The onset of symptoms varies depending on the specific CAPS subtype:

FCAS: Symptoms typically begin in infancy or early childhood, often triggered by cold exposure.

MWS: Symptoms usually appear in childhood or adolescence.

CINCA/NOMID: Symptoms are often present from birth or early infancy. The course of the disease is generally chronic, with recurrent episodes of inflammation throughout life if untreated.

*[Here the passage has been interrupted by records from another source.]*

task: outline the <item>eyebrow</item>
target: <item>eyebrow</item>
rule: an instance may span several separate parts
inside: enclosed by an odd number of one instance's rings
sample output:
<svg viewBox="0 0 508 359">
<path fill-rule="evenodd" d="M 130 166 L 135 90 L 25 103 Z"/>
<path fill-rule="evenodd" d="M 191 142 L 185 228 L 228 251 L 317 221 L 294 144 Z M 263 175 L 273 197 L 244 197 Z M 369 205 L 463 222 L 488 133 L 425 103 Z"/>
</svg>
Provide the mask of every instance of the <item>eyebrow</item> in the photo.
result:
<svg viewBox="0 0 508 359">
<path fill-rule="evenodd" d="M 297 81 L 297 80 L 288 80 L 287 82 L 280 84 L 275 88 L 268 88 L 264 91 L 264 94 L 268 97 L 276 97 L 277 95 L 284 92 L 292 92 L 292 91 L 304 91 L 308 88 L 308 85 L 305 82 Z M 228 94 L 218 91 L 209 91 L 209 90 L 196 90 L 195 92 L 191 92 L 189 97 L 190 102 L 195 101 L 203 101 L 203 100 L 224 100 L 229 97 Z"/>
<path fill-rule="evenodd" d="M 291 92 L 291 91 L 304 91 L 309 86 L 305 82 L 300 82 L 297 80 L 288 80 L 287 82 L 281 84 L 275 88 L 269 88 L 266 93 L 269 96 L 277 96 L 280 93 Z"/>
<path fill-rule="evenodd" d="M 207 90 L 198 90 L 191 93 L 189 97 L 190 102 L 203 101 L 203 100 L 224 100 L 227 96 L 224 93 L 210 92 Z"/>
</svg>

With appropriate treatment, symptoms can be well-controlled, and the risk of long-term complications can be reduced.

Important Considerations


Early Diagnosis and Treatment: Early diagnosis and initiation of treatment are crucial for preventing long-term complications, such as hearing loss, amyloidosis (abnormal protein deposits in organs), and joint damage.

Multidisciplinary Care: Management of CAPS often requires a multidisciplinary approach involving rheumatologists, geneticists, ophthalmologists, neurologists, and other specialists.

Disease Monitoring: Regular monitoring for complications, such as hearing loss and kidney problems, is essential.

Personalized Treatment: Treatment plans should be individualized based on the severity of the disease and the individual's response to therapy.

Quality of Life: Effective management of CAPS can significantly improve the quality of life for affected individuals.